Spell Check and Levenshtein Distance

Dev Aggarwal
5 min readJun 22, 2023

--

Spell check is an amazing feature that I can’t imagine going without. We’ve gotten so used to it that we forget how often it comes into play everyday. After all, can you imagine typing a query in a search engine with absolutely correct spelling?! Just one mistyped word or letter is all takes to throw all the search engine results into disarray! And yet, that never happens. Spell check is automatically applied each time we use a search engine, and thank god for that!

From a surface level perspective, spell check is split up into two phases: recognizing incorrect spellings and finding the correct spelling for the intended word. Recognizing incorrect spellings is technically an easy programming task since every word in an search query can be checked against all words in a dictionary, but realistically speaking that approach is computation heavy (over 600k English word-forms!) and time intensive so there are most likely algorithms for just recognizing incorrect spellings. The more difficult task I’d say is determining the intended word, which modern programs have incorporated to not only analyze the misspelled word but also the context in which it is used. Doing so has also allowed for grammar correction.

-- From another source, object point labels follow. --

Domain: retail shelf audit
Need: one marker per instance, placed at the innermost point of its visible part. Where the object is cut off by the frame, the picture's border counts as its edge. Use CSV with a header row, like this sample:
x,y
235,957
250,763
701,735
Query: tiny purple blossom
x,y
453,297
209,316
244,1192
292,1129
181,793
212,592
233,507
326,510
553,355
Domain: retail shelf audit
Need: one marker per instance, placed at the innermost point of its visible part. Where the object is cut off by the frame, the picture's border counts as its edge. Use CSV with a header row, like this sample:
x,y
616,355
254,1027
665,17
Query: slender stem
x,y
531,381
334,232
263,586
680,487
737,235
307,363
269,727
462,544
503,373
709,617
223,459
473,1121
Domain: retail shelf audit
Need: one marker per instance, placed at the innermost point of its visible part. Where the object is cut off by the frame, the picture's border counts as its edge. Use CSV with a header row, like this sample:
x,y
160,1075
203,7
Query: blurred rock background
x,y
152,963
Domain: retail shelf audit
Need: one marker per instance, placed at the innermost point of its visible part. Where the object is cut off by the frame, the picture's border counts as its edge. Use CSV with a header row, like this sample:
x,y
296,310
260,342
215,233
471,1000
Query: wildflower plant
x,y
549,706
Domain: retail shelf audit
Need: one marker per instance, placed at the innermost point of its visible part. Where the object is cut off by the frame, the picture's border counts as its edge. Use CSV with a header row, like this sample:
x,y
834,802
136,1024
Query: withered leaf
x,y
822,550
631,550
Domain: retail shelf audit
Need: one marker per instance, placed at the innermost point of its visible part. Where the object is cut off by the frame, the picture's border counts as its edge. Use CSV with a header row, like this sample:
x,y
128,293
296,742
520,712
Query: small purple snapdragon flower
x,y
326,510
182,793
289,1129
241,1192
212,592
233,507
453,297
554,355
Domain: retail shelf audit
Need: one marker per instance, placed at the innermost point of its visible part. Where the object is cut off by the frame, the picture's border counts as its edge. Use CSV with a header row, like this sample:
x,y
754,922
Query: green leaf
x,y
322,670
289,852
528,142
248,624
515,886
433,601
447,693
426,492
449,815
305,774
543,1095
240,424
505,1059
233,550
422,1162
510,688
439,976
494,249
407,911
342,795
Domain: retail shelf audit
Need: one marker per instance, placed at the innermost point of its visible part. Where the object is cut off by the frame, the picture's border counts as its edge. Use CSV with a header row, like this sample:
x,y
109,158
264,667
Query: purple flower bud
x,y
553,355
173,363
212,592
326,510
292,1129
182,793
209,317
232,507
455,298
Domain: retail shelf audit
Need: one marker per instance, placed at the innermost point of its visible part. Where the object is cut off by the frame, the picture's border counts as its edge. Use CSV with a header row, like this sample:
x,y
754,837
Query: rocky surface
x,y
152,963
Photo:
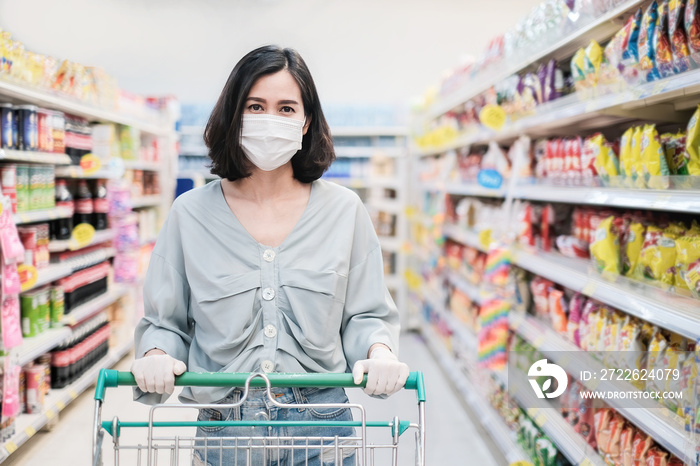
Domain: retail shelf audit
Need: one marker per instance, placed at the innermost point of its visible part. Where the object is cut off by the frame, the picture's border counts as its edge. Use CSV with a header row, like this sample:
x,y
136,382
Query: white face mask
x,y
270,141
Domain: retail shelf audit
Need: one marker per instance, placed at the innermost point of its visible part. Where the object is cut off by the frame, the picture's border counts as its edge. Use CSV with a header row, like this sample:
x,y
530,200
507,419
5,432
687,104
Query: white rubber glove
x,y
386,375
156,373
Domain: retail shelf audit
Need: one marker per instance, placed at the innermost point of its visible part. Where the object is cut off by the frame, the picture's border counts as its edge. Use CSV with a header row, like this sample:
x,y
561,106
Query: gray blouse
x,y
220,301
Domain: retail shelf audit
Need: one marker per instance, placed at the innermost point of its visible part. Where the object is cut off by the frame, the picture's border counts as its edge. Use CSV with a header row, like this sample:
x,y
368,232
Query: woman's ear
x,y
307,124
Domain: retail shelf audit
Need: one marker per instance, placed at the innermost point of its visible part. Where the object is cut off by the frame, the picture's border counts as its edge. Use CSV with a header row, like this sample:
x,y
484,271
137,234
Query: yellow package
x,y
606,163
606,247
688,263
633,249
626,168
692,144
658,258
654,163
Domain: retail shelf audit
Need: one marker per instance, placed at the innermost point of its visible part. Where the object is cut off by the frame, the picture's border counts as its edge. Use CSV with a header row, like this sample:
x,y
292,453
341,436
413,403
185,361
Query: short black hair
x,y
223,131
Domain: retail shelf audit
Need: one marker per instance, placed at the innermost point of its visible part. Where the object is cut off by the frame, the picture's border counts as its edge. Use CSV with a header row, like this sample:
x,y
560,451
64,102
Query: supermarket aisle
x,y
451,432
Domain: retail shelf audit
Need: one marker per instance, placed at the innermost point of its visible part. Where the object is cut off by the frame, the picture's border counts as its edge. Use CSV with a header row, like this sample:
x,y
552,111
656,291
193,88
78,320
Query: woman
x,y
271,269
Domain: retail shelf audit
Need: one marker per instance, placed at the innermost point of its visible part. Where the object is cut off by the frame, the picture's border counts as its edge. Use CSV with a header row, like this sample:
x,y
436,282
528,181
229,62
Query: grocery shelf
x,y
29,424
365,131
34,157
75,107
568,441
667,429
34,216
492,422
368,151
101,236
464,286
599,30
466,237
34,347
146,201
668,310
95,305
652,199
75,171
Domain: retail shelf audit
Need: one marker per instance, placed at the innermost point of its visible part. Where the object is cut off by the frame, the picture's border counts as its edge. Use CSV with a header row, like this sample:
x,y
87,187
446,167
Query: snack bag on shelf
x,y
653,159
678,36
692,28
692,143
606,248
676,154
647,54
662,43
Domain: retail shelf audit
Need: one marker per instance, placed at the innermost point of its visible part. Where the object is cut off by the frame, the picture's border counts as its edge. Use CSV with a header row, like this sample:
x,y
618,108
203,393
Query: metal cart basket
x,y
174,449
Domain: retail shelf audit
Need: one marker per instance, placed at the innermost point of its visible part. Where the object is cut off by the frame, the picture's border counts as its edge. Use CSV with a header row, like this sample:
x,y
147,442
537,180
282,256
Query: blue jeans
x,y
257,407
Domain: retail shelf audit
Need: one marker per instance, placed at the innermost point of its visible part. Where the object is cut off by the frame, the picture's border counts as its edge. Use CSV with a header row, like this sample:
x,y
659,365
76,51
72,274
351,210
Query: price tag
x,y
82,236
90,164
493,117
28,276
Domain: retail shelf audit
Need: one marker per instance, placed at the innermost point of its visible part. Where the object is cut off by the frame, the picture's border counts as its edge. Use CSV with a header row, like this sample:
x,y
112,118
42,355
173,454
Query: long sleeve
x,y
166,322
370,315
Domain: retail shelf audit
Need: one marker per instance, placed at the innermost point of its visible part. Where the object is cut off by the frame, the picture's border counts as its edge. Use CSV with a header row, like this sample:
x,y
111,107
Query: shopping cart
x,y
172,449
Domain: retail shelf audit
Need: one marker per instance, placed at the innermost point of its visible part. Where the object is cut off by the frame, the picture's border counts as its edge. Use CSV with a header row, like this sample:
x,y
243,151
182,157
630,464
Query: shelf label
x,y
28,276
82,236
90,164
493,117
489,179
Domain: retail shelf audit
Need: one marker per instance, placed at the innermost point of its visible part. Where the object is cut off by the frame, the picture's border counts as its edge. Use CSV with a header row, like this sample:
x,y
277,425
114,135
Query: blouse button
x,y
270,331
268,366
268,294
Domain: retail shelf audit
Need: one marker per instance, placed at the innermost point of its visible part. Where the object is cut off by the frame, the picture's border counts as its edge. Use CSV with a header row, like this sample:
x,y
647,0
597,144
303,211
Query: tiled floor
x,y
452,439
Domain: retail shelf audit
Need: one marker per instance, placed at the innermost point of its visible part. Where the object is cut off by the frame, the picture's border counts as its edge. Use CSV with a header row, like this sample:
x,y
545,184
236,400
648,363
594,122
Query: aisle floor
x,y
453,437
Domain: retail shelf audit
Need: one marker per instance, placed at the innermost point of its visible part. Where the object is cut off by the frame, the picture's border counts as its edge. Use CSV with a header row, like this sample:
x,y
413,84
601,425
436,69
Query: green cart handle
x,y
112,378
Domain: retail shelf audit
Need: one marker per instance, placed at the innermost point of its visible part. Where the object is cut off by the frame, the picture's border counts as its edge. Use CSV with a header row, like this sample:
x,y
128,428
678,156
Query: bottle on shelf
x,y
83,204
100,206
64,199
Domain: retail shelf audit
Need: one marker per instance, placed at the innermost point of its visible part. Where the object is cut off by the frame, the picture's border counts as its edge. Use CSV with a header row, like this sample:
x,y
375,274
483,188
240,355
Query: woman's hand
x,y
386,375
156,371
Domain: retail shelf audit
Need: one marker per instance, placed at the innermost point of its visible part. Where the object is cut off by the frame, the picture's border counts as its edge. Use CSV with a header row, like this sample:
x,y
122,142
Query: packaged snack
x,y
647,54
662,43
692,142
679,39
606,248
692,27
658,257
688,263
676,154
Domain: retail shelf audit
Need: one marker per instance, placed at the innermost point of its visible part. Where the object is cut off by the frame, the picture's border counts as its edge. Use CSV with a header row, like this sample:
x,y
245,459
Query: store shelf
x,y
34,347
492,422
667,429
92,307
29,424
365,131
101,236
465,287
599,30
74,107
34,216
668,310
648,199
146,201
368,151
468,238
75,171
34,157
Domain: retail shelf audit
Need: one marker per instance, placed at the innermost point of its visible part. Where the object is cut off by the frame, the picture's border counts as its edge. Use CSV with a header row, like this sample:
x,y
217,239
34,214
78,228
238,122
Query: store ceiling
x,y
360,52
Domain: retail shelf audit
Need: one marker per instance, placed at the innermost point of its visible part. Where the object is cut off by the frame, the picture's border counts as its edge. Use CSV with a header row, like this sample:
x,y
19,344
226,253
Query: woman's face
x,y
276,94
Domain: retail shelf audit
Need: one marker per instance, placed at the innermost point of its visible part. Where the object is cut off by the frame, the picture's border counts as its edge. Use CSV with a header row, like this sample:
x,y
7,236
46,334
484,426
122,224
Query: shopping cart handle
x,y
112,378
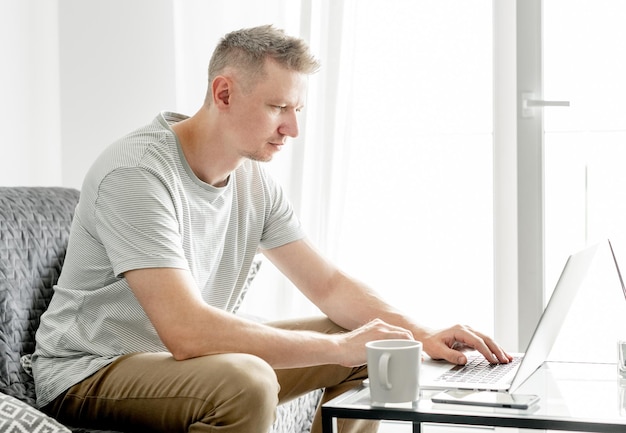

So spell check is meant to find incorrect words, but if you think about it there’s different types of incorrect words with some harder to detect than others. One type of error is a misspelling, but this is relatively easy to do. The less obvious alternative is an incorrect word itself, despite correct spelling. How do you instruct a computer to find a word that is spelled correctly, but used incorrectly in a sentence? It might be easy for humans, but it doesn’t seem that easy to teach computers.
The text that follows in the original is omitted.